Przekwalifikowany na stopera

Wypartowi laurkę wystawił również pracujący z nim na co dzień trener Marcin Dymkowski, który w drugim zespole Śląska jest prawą ręką trenera Piotra Jawnego, odpowiedzialnym za pracę z obrońcami. – Odkąd pracuję w Śląsku, czyli od dwóch lat, Olivier Wypart jest moim podopiecznym – powiedział 40-letni szkoleniowiec.

– Początkowo był klasycznym lewym obrońcą, ale potem go wspólnie z trenerem jawnym „przekwalifikowaliśmy” na środkowego obrońcę, grywał również na lewej stronie jako wahadłowy. To bardzo uniwersalny piłkarz, doskonale czuje się zarówno w defensywie, jak i w ofensywie. Teraz przeszliśmy na grę trójką stoperów i Olivier jest takim półlewym środkowym obrońcą. Na wahadle już go nie ustawiamy, tam „produkują się” Mateusz Maćkowiak i Szymon Krocz. Zalety Wyparta? Bardzo dobra lewa noga, bardzo dokładna. Jest szybkim zawodnikiem, dystans 30 metrów przebiega poniżej 4 sekund.
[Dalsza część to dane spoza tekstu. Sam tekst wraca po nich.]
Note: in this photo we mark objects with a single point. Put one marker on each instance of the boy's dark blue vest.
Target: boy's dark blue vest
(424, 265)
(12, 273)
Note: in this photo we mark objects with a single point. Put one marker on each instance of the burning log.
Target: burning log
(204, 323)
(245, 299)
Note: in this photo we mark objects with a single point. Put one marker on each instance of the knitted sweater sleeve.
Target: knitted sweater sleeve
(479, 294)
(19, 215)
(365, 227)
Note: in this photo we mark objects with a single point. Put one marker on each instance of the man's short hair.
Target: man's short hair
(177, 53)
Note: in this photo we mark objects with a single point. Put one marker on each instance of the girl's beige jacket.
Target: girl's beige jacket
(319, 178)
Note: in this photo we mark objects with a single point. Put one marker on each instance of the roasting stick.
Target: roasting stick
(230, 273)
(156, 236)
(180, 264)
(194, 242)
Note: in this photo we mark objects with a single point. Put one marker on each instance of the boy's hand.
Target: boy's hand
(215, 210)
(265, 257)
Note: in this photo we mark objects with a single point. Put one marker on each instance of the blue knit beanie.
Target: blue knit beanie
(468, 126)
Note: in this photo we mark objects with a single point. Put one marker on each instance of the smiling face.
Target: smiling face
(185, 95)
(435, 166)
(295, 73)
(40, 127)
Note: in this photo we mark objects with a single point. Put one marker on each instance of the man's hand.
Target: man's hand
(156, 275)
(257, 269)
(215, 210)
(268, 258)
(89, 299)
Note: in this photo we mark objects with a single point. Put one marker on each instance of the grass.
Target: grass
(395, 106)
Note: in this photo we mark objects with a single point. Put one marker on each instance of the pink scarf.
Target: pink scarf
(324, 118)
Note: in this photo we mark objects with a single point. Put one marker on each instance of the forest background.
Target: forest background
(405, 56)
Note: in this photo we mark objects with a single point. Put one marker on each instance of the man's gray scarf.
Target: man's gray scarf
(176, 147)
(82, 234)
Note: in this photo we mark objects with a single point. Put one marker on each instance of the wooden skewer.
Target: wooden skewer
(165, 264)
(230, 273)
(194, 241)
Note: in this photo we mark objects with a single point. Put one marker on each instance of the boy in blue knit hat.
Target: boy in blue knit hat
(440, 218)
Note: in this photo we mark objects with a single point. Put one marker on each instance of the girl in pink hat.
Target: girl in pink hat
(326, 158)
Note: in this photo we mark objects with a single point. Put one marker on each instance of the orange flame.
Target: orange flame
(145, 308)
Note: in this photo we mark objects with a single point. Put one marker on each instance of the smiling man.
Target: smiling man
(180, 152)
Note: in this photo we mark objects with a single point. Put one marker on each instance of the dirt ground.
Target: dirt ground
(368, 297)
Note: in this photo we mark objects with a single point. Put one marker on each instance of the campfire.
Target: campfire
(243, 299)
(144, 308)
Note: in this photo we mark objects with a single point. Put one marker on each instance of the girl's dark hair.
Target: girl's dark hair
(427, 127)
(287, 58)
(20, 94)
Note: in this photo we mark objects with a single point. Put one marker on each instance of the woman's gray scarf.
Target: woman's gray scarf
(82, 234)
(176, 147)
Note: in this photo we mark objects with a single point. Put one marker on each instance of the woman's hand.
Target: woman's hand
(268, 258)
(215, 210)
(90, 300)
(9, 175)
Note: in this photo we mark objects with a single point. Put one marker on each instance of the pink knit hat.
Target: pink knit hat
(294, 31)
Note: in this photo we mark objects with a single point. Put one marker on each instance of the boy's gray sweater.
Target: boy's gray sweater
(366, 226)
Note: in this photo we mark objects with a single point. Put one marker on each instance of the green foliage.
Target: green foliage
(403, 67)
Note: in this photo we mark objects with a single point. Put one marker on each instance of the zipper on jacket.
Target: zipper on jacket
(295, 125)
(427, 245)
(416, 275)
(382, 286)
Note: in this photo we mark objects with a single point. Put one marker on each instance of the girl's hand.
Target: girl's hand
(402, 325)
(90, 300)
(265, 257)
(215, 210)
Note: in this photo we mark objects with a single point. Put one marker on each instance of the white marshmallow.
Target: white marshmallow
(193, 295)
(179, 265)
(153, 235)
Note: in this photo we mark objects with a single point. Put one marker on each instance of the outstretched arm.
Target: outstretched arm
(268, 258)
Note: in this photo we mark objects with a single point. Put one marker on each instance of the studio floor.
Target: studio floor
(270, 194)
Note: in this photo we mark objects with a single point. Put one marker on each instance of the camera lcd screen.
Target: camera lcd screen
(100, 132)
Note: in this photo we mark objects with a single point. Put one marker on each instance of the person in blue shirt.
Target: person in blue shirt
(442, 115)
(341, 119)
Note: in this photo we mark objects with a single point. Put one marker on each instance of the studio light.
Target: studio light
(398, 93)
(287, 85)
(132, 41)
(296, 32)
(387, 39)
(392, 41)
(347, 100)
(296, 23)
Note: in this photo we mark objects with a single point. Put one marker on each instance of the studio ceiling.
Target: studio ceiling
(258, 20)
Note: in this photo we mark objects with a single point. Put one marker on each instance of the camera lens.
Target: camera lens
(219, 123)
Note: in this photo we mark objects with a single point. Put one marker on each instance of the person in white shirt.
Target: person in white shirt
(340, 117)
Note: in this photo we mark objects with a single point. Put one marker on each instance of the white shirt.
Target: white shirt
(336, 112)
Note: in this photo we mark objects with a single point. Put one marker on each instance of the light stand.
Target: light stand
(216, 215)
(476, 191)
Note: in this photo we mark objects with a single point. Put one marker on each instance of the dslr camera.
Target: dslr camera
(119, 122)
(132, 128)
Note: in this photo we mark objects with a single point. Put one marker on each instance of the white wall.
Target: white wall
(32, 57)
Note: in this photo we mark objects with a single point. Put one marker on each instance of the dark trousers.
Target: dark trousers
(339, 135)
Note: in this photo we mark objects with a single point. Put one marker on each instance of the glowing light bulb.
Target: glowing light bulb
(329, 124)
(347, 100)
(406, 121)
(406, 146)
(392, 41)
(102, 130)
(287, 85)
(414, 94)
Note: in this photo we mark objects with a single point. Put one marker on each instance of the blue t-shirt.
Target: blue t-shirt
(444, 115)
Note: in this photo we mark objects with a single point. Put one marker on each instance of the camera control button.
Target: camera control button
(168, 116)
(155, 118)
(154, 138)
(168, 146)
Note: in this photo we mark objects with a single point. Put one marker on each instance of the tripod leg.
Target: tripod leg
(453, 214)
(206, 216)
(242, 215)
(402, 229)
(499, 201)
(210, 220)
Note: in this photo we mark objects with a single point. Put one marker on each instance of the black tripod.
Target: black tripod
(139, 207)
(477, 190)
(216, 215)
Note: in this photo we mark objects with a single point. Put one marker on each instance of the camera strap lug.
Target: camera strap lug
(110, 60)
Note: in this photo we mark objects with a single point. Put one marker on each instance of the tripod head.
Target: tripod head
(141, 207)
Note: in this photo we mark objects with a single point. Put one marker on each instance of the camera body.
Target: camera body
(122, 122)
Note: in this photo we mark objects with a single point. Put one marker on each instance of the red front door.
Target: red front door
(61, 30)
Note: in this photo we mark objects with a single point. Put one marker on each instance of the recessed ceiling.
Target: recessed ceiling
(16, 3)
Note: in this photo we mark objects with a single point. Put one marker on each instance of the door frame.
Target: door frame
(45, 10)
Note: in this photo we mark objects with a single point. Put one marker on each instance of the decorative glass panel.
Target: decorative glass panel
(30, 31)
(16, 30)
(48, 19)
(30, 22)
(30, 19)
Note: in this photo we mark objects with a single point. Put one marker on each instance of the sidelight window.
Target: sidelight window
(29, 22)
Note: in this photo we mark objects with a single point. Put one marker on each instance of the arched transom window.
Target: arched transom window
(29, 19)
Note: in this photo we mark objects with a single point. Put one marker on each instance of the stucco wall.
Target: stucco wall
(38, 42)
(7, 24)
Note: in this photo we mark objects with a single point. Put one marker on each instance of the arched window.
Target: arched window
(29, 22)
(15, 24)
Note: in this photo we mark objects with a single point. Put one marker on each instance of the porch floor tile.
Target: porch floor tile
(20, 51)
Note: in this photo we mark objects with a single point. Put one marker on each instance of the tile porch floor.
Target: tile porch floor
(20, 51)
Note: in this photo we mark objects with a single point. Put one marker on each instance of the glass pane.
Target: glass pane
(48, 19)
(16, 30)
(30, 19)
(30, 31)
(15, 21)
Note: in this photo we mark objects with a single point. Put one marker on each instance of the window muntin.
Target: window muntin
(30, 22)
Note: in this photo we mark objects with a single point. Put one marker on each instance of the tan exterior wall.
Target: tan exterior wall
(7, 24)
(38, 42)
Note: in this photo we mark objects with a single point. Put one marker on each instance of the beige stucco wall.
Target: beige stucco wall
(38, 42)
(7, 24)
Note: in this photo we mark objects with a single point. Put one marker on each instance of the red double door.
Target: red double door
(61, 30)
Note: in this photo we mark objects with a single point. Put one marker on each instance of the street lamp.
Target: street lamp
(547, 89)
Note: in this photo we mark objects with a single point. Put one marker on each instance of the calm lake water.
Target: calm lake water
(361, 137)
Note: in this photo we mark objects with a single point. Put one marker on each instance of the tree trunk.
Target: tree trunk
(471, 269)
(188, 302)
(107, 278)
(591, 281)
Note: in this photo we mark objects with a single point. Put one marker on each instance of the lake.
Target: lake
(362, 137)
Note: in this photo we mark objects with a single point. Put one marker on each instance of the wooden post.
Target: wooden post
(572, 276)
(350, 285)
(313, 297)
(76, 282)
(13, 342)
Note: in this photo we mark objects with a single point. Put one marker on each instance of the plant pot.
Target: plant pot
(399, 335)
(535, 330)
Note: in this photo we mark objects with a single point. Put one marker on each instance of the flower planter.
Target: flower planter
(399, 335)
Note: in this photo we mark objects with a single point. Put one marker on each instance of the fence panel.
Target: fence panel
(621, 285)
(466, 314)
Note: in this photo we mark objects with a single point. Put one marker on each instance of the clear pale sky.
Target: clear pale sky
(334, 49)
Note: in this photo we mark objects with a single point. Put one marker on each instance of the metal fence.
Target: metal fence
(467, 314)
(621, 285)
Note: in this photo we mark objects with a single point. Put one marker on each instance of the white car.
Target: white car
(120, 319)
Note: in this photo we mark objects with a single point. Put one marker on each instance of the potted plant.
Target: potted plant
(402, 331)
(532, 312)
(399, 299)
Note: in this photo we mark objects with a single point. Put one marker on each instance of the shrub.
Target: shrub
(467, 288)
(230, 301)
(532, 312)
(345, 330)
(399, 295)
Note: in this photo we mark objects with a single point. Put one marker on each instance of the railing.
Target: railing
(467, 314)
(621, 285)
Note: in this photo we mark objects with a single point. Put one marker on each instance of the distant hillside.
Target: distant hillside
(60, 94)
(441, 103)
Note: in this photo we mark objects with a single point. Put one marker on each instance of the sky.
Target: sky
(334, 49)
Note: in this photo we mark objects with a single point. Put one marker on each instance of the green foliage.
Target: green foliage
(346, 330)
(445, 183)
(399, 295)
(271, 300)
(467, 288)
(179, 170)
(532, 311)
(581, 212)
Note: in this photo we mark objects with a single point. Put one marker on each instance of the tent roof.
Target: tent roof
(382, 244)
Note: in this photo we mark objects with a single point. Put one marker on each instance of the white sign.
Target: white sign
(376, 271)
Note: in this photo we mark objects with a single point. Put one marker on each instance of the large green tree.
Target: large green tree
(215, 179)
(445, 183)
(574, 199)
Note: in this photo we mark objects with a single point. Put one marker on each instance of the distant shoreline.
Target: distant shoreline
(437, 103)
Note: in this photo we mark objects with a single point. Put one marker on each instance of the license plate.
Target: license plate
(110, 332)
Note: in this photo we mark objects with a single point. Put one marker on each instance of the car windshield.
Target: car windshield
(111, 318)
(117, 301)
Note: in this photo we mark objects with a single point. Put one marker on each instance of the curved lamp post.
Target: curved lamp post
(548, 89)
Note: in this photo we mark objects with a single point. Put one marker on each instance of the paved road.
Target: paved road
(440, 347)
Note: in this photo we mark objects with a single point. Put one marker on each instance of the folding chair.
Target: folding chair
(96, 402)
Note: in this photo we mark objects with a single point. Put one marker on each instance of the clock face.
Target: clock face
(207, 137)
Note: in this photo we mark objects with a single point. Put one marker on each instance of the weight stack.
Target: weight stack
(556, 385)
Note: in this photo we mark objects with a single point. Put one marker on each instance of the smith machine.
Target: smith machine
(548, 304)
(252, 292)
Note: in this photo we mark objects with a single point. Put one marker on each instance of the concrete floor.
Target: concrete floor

Spośród obrońców lepszy wynik ma tylko Konrad Poprawa, który ten dystans pokonuje poniżej 3,8 sekund. Olivier nieźle gra głową, ale my od swoich obrońców wymagamy, żeby przechwytywali piłkę i przyjmowali ją, a nie bezmyślnie ją wybijali. Czy ma szanse zaistnieć w pierwszym zespole Śląska? Moim zdaniem tak, bo jest szybki, skoczny, dynamiczny i powinien robić systematycznie postępy, bo na treningach sumiennie trenuje. Wszystko tak naprawdę od niego, bo ma „papiery” na granie w ekstraklasie.


Na zdjęciu: Olivier Wypart to dla Śląska inwestycja na przyszłość.